“Payasos para exequias.
Grabar tu muerte en vídeo.”
(Teleperversión a domicilio, El Chivi)
Soy una persona nacida en la década de los 80 a la que, desde jovencito, le fascinaba el cine de terror. Esas expectativas generadas por comentarios en patios de colegios, por tutelas y cangureos de hermanas mayores, por portadas de videoclub que poco o nada tenían que ver con la película una vez alquilada esta... todo eso es imposible de replicar hoy día, claro: además de las razones tecnológicas que permiten la visualización inmediata de casi cualquier película una vez se sepa de su existencia (para atenerse a qué buscar) y una alfabetización elemental (para proceder a la búsqueda), esta accesibilidad total a pasado, presente y futuro cuasi-inmediato en cuanto a películas genera una especie de línea estética en el terror más próxima a la circularidad que a la secuencialidad inherente a la época pre-internet (no digamos ya a la anterior a la popularización del vídeo doméstico). Donde quiero llegar es a que si antaño tenías que cruzar los dedos porque uno de tus subgéneros predilectos no fuera de mecha corta (supongamos, por ejemplo, el nefasto ultragore alemán) para no quedarte atrapado de por vida en 10 películas que ver una y otra vez, hoy día, nichos incluso menores en demanda agregada ven incrementarse la cantidad de pelis que ver porque o bien emulan el género sin medias tintas o cogen según qué aspectos formales que al espectador también de nicho le salvarán el año. La verdad es que no quería llegar a esa conclusión, más bien pretendía hablar de sagas míticas de los 80 tipo Phantasma, Viernes XIII o Pesadilla En Elm Street, que es la mejor saga de la historia en estas lides de sostener películas con muertes más o menos imaginativas unidas por un vago hilo conductor y un personaje el cual, en calidad de matarife, más pronto que tarde abandonará el terror puro a lo largo de la saga para soltar chascarrillos más propios del que está medicado y bebe en la cena de Navidad de empresa que lo que se le presupone a un artista de la tortura y el asesinato*.
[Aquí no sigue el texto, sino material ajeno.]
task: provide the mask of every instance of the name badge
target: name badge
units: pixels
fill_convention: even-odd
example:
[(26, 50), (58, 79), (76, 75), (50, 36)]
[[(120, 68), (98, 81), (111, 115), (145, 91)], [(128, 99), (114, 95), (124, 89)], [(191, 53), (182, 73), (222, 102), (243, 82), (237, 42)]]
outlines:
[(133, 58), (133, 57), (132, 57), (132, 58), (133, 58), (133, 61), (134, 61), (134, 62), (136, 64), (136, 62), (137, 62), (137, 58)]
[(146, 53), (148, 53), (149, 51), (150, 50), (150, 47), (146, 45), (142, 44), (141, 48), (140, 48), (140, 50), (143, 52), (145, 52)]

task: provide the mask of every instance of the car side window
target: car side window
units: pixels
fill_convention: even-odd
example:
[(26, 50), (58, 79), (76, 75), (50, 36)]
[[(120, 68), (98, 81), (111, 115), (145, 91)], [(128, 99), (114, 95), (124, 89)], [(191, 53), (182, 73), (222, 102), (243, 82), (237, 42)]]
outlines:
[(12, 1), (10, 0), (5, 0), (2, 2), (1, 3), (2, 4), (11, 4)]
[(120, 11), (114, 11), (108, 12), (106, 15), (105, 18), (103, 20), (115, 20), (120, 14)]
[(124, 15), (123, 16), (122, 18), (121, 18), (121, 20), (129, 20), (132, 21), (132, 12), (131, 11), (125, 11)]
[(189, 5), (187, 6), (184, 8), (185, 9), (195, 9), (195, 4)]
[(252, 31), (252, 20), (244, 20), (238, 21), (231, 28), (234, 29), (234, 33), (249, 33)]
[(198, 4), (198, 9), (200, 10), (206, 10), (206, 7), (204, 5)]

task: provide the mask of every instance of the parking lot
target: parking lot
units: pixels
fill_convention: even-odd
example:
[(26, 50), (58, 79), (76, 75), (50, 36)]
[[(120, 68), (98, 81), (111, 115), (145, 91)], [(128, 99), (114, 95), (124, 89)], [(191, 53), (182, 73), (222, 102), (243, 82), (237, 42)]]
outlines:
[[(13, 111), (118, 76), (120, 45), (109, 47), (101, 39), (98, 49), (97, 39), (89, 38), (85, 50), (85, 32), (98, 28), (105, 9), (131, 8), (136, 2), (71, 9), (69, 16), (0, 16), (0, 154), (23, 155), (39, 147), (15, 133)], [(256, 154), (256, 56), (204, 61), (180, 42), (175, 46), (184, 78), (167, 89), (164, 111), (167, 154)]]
A lo que iba. El otro día estaba viendo con mi novia Terrifier 2, película de la que nada sabía porque, uno, leer en Letterbox sobre una película concreta es imposible, es como asistir a un concurso de ser lo más ingenioso que se pueda con el menor número de palabras usadas, es decir, es como asistir al rincón de internet más crispante de cuantos existen, y dos, ¿de verdad hace falta saber más que lo que ya muestra la portada de una película con semejante nombre y un 2 añadido? ¿No basta con inferir de esa información expuesta en la portada que hay un payaso a buen seguro bastante hijo de puta, que la cosa va de terror y que hubo una primera película puesto que para algo existe el orden numeral? El caso: que estábamos viendo la película intentando yo no crisparla demasiado a ella con comentarios peores que los de Letterbox antedichos (“¿Es contemporánea la línea temporal”?, “Lleva la bolsa de basura mal, ese payaso tendrá hernia de disco pronto”, “Es malo pero menos bizco que Berna León, 1-0 para el payaso” etc etc) y se iba fraguando en mí la sensación de que no era un simple replicar algunos manierismos de los slashers más brutos de los 80**: ahí había una puesta en escena allende los asesinatos del comienzo que atañía hasta a planos informativos de personajes (como los que mostraban en lento paneo sus habitaciones) de cierto aire malsano, eerie, cripi o como queramos definirlo. En escenas informativas y de cuasi transición, insisto. Y luego, el sueño del set del rodaje del anuncio de caramelos. No el sueño en sí, que también: de qué manera entra en la secuencia, qué montaje hay, qué planificación previa existe (o no, a saber) para lograr esa sensación irreal del conjunto “realidad fílmica-sueño del personaje” que le queda al espectador, sólo trazable en las escenas más demenciales de la saga Phantasma y en las últimas 20 películas realizadas por el más grande en esto de convertir películas enteras en experiencias sólo comparables a pesadillas febriles, Lucio Fulci.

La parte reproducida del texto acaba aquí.